Jacira respondeu sem jeito. A louça era fina e tinha alguns petiscos sobre a mesa. Ernesto serviu-a e sentou-se dizendo:

- Fique à vontade. Faça de conta que está em sua casa!

O contraste era tanto que Jacira não se conteve. Seja por estar nervosa naquela ambiente ou por medo de não saber portar-se diante de um homem tão fino, ela desabou a chorar, e ele imediatamente segurou a mão dela dizendo com voz suave:

- Venha comigo. Vamos nos sentar naquele sofá e conversar. Tomaremos nosso lanche depois.

Jacira soluçava. As lágrimas corriam pelo seu rosto e ela não conseguia parar de chorar. A beleza do lugar, as pessoas finas e bem-vestidas, o ambiente agradável e acolhedor, as flores nos vasos e o jeito amigo com o qual foi recebida a fizeram notar o quanto sua vida era ruim, feia, sem graça. Ela chorava os anos perdidos em um ambiente triste de queixas e problemas sem beleza e sem alegria.

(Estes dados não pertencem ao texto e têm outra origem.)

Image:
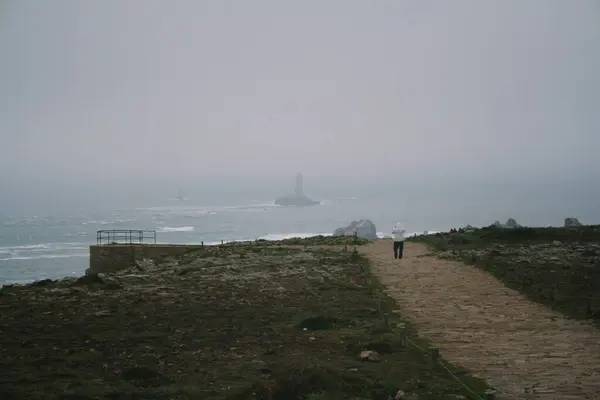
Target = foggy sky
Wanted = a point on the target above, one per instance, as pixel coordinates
(186, 89)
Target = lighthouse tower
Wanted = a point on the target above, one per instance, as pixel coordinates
(299, 185)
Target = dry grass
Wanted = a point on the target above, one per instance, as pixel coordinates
(226, 322)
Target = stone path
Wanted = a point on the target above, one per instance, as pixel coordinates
(521, 348)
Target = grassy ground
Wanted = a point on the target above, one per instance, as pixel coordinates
(559, 267)
(226, 322)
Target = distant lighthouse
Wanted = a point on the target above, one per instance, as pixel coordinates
(299, 185)
(298, 198)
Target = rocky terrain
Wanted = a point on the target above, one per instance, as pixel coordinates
(363, 228)
(288, 320)
(559, 267)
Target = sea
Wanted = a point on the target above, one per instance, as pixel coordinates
(55, 244)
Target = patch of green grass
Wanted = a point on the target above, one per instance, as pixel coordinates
(558, 267)
(225, 322)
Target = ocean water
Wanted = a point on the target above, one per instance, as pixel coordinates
(56, 244)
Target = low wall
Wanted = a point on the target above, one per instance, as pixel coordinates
(114, 257)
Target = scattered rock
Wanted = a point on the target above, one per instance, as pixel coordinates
(571, 222)
(362, 228)
(369, 355)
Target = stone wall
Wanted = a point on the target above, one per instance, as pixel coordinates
(114, 257)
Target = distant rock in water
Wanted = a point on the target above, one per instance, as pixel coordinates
(293, 200)
(298, 198)
(363, 228)
(571, 222)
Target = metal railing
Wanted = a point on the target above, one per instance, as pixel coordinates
(116, 236)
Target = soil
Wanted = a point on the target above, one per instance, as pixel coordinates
(246, 321)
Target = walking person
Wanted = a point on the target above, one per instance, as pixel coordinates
(398, 236)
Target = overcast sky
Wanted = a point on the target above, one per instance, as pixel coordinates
(156, 88)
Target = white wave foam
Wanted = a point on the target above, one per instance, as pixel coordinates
(166, 229)
(282, 236)
(43, 246)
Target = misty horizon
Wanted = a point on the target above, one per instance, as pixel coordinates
(131, 94)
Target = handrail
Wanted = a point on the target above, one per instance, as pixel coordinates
(125, 236)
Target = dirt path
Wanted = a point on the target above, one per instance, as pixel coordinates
(517, 345)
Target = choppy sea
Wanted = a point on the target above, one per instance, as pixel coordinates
(56, 245)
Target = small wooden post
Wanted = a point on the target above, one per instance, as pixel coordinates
(489, 395)
(402, 337)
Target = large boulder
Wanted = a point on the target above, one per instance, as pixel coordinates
(511, 223)
(571, 222)
(362, 228)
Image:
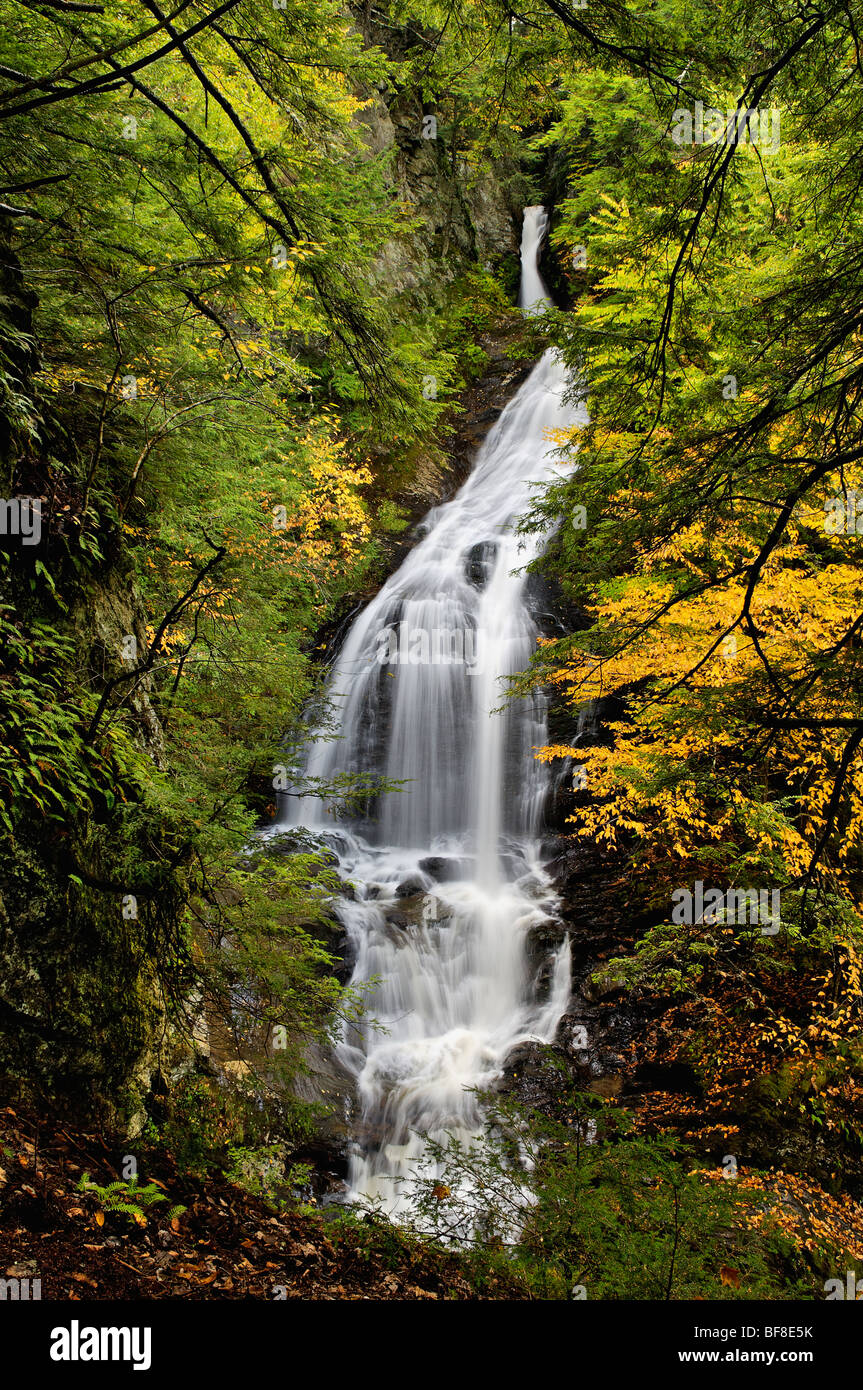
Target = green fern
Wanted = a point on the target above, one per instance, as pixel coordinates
(128, 1197)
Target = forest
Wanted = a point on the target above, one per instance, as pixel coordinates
(335, 966)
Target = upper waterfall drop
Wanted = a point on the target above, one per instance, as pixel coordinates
(532, 295)
(446, 870)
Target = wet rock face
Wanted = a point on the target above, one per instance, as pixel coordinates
(480, 563)
(444, 869)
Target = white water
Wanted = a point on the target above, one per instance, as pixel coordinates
(462, 838)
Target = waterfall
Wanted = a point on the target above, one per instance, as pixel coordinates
(446, 872)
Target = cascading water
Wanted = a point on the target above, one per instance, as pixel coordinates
(446, 870)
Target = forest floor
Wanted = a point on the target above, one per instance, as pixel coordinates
(225, 1244)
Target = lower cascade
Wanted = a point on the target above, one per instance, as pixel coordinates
(446, 868)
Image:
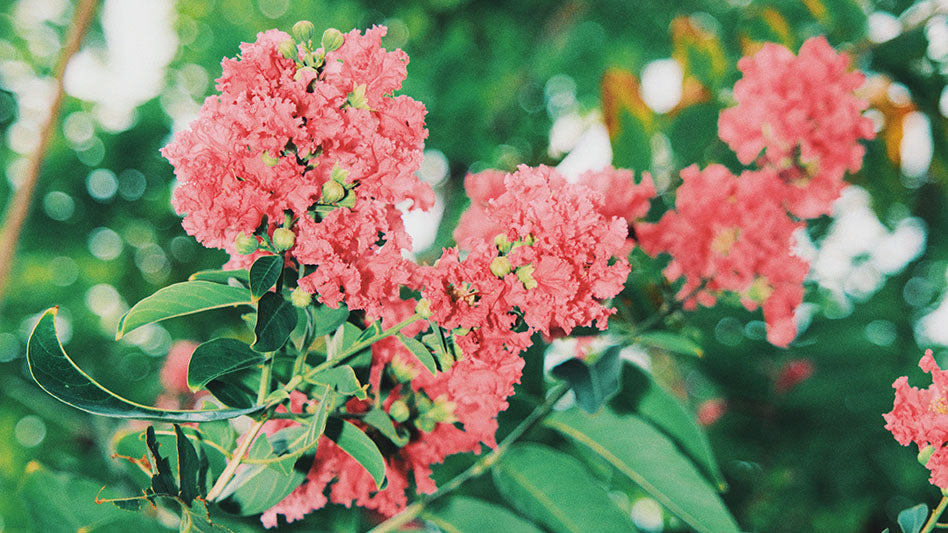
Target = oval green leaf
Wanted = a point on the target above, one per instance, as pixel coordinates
(181, 299)
(59, 376)
(219, 357)
(556, 490)
(264, 273)
(652, 461)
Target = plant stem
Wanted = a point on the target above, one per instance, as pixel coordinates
(933, 519)
(478, 468)
(19, 205)
(235, 459)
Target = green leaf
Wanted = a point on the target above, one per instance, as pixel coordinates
(59, 376)
(420, 351)
(189, 466)
(276, 318)
(359, 446)
(652, 461)
(671, 342)
(219, 357)
(327, 320)
(181, 299)
(264, 273)
(912, 520)
(221, 276)
(594, 383)
(342, 379)
(380, 420)
(556, 490)
(642, 395)
(469, 515)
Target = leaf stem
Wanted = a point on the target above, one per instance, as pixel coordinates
(478, 468)
(936, 514)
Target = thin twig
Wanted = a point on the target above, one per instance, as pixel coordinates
(19, 205)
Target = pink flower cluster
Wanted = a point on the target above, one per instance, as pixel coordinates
(921, 416)
(735, 233)
(268, 142)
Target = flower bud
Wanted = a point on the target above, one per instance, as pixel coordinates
(500, 266)
(289, 50)
(303, 30)
(399, 411)
(300, 298)
(925, 454)
(525, 275)
(246, 244)
(332, 40)
(283, 239)
(269, 160)
(333, 191)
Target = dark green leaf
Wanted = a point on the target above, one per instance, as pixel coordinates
(58, 375)
(912, 520)
(276, 318)
(264, 273)
(594, 383)
(219, 357)
(359, 446)
(380, 420)
(181, 299)
(468, 515)
(420, 351)
(556, 490)
(327, 320)
(652, 461)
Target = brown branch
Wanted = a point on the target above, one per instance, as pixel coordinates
(19, 205)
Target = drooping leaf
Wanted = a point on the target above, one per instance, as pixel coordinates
(594, 383)
(276, 318)
(557, 491)
(640, 394)
(180, 299)
(219, 357)
(420, 351)
(462, 514)
(671, 342)
(359, 446)
(263, 274)
(912, 520)
(59, 376)
(652, 461)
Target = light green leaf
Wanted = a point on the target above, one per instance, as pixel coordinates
(359, 446)
(556, 490)
(652, 461)
(58, 375)
(181, 299)
(470, 515)
(219, 357)
(264, 273)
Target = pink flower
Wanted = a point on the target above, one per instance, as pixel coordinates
(802, 113)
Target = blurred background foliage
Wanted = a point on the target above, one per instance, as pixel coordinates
(798, 432)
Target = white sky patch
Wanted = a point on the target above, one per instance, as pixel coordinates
(140, 42)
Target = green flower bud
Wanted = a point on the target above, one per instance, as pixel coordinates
(357, 98)
(399, 411)
(300, 298)
(333, 191)
(289, 50)
(246, 244)
(303, 30)
(500, 266)
(269, 160)
(925, 454)
(525, 275)
(332, 39)
(283, 239)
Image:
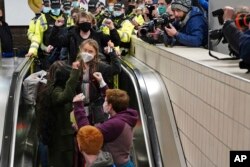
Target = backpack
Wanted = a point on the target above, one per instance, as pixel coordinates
(30, 86)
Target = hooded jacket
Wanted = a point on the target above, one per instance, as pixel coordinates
(117, 131)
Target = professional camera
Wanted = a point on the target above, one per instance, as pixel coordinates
(163, 21)
(242, 20)
(219, 13)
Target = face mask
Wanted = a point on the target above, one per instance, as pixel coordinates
(87, 57)
(161, 9)
(110, 8)
(130, 8)
(85, 26)
(56, 12)
(67, 12)
(75, 4)
(141, 6)
(105, 107)
(46, 9)
(117, 13)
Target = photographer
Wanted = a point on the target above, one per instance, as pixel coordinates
(190, 27)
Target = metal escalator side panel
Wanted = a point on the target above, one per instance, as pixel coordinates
(162, 114)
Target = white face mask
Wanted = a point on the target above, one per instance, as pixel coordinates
(105, 107)
(87, 57)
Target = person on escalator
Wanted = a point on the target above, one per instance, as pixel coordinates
(118, 129)
(5, 37)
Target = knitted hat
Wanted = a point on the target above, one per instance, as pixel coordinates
(183, 5)
(92, 4)
(55, 4)
(90, 139)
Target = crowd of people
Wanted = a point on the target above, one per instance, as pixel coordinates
(82, 119)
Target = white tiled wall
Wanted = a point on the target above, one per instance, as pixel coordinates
(211, 104)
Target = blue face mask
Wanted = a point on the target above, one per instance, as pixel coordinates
(46, 9)
(56, 12)
(75, 4)
(161, 9)
(117, 13)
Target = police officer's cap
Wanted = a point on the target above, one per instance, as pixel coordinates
(55, 4)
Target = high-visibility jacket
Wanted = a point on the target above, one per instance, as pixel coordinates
(125, 31)
(42, 25)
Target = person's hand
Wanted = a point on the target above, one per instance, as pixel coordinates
(109, 23)
(229, 13)
(59, 22)
(76, 65)
(49, 48)
(78, 98)
(171, 31)
(98, 76)
(29, 54)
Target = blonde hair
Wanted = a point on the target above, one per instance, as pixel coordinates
(90, 139)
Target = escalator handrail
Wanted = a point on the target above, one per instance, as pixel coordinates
(9, 130)
(155, 146)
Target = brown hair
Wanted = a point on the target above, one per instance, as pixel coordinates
(90, 139)
(118, 98)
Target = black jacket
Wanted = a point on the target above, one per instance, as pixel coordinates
(72, 40)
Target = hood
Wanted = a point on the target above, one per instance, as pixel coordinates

Ernesto continuou segurando a mão dela e es­perou calmamente que ela parasse de chorar. Quando ela se calou, olhou-o envergonhada e disse:

- Desculpe. Toda vez que nos encontramos eu choro desse jeito. Eu não sou chorona. Nunca me lembro de ter chorado tanto como agora.

- Você está lavando a alma. Jogando fora mo­mentos de frustração e de amargura.

-   De fato. Minha vida tem sido pobre de beleza, de alegria, de amor e de dinheiro.

-   No entanto, você é uma mulher bonita, moça, cheia de saúde, e tem tudo para ser feliz.

-   Você quer me animar. Sou feia, sem graça, pobre e muito infeliz.

-   É assim que você se vê, mas eu lhe garanto que está errada.
Ela baixou a cabeça e não respondeu. Ele era um homem bem-educado e estava sendo gentil. Mas Er­nesto percebeu que ela não acreditou em suas pala­vras e continuou:

- Aliás, não estou dizendo isso para agradá-la porque sei que a verdade em qualquer caso é sempre o melhor caminho. Você é uma pessoa maltratada, que não cuida da sua aparência, que carrega o mundo nas costas, sempre faz tudo para os outros, mas não tem responsabilidade consigo mesma.

Jacira admirada, levantou os olhos e seu rosto cobriu-se de vivo rubor quando disse:

Isso não é verdade. Sou muito responsável. Eu trabalho todos os dias, viajo em pé em um ônibus cheio, chego em casa e ainda faço todo o  -   serviço do­méstico, pois meus pais são idosos e dependem de mim. Não cuido da aparência porque não tenho di­nheiro para comprar boas roupas e vestir-me bem. Até este vestido foi presente de uma amiga.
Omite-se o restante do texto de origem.